И неужели я должен был просто подписать и молча уйти? Я взглянул на майора – не скажет ли он мне чего, не пояснит ли? Нет, он не собирался. Он уже надзирателю в дверях кивнул готовить следующего.

Чтоб хоть немножко придать моменту значительность, я спросил его с трагизмом:

– Но ведь это ужасно! Восемь лет! За что?

И сам услышал, что слова мои звучат фальшиво: ужасного не ощущал ни я, ни он.

– Вот тут, – ещё раз показал мне майор, где расписаться.

Я расписался. Я просто не находил – что б ещё сделать?

– Но тогда разрешите, я напишу здесь у вас обжалование. Ведь приговор несправедлив.

– В установленном порядке, – механически подкивнул мне майор, кладя мою бумажёнку в левую стопку.

– Пройдите! – приказал мне надзиратель.

И я прошёл.

(Я оказался не находчив. Георгий Тэнно, которому, правда, принесли бумажку на двадцать пять лет, ответил так: "Ведь это пожизненно! В былые годы, когда человека осуждали пожизненно – били барабаны, созывали толпу. А тут как в ведомости за мыло – двадцать пять и откатывай!"

Арнольд Раппопорт взял ручку и вывел на обороте: "Категорически протестую против террористического незаконного приговора и требую немедленного освобождения". Объявляющий сперва терпеливо ждал, прочтя же – разгневался и порвал всю бумажку вместе с выпиской. Ничего, срок остался в силе: ведь это ж была копия.

А Вера Корнеева ждала пятнадцати лет и с восторгом увидела, что в бумажке пропечатано только пять. Она засмеялась своим светящимся смехом и поспешила расписаться, чтоб не отняли. Офицер усомнился: "Да вы поняли, чту я вам прочёл?" – "Да, да, большое спасибо! Пять лет исправительно-трудовых лагерей!"

Яношу Рожашу, венгру, его десятилетний срок прочитали в коридоре на русском языке и не перевели. Расписавшись, он не понял, что это был приговор, долго потом ждал суда, ещё позже в лагере смутно вспомнил этот случай и догадался.)

Я вернулся в бокс с улыбкой. Странно, с каждой минутой я становился всё веселей и облегчённей. Все возвращались с червонцами, и Валентин тоже. Самый детский срок из нашей сегодняшней компании получил тот рехнувшийся бухгалтер (до сих пор он сидел невменяемый).

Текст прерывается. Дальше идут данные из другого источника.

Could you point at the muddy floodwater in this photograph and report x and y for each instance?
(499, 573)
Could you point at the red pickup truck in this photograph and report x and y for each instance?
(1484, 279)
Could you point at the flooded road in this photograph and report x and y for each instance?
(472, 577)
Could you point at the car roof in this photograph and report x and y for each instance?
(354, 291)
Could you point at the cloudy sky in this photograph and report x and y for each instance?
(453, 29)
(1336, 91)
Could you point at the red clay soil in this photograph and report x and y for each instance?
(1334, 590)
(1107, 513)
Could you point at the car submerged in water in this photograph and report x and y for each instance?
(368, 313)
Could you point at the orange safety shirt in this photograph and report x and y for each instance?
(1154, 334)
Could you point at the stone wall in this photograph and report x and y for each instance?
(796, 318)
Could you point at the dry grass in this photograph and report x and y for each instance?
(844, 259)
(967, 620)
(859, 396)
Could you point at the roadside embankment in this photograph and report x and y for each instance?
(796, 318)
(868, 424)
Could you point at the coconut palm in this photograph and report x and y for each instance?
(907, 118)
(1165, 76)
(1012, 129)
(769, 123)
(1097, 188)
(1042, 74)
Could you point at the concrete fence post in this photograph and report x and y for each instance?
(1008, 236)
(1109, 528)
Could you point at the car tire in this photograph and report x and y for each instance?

В брызгах солнца, в июльском ветерке всё так же весело покачивалась веточка за окном. Мы оживлённо болтали. Там и сям всё чаще возникал в боксе смех. Смеялись, что всё гладко сошло; смеялись над потрясённым бухгалтером; смеялись над нашими утренними надеждами и как нас провожали из камер, заказывали условные передачи – четыре картошины! два бублика!

– Да амнистия будет! – утверждали некоторые. – Это так, для формы, пугают, чтоб крепче помнили. Сталин сказал одному американскому корреспонденту…

– А как корреспондента фамилия?

– Фамилию не знаю…

Тут нам велели взять вещи, построили по двое и опять повели через тот же дивный садик, наполненный летом. И куда же? Опять в баню!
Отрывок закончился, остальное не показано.